The Chinese government has not released casualty figures for two days, and has implied that the vast majority of the 156 dead on Sunday were Han Chinese civilians slain by Uighur mobs.

"The Chinese television, by showing scenes of wounded Hans in hospitals, is inflaming the nationalist sentiments and hatred towards Uighurs," Seytoff said.

The Uighurs are a Turkic people, who are predominantly Muslim and speak a language that differs from Chinese.

The World Uyghur Congress, headquartered in Munich, Germany, says significant numbers of Uighurs were killed Sunday in the aftermath of what had started as a peaceful demonstration against ethnic discrimination.
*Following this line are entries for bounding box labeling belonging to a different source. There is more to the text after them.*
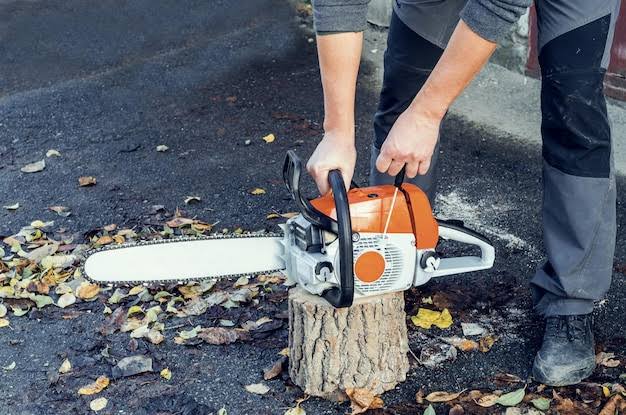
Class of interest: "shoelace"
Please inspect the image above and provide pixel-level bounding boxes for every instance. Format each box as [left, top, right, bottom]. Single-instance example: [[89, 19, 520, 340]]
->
[[546, 316, 587, 341]]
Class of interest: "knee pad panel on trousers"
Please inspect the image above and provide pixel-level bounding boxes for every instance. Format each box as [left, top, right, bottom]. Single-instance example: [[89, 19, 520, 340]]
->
[[540, 16, 611, 177]]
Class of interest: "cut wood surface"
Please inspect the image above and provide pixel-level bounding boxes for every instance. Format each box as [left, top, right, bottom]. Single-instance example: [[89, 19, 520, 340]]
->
[[289, 287, 409, 401]]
They said that as many as 17 students were killed about 8 p.m. outside Xinjiang University, where they were gathering by a bus stop after the protest.

A Uighur interviewed Tuesday who gave his name only as Amir said he was shocked that the protests had escalated.

"All this fighting is useless," the 26-year-old man said while sitting opposite a public park filled with police. "I just don't believe people would want to live like this."

A young man with a shaved head carrying two cleavers then walked by.

Amir got up and said, "I have to go. I love my safety."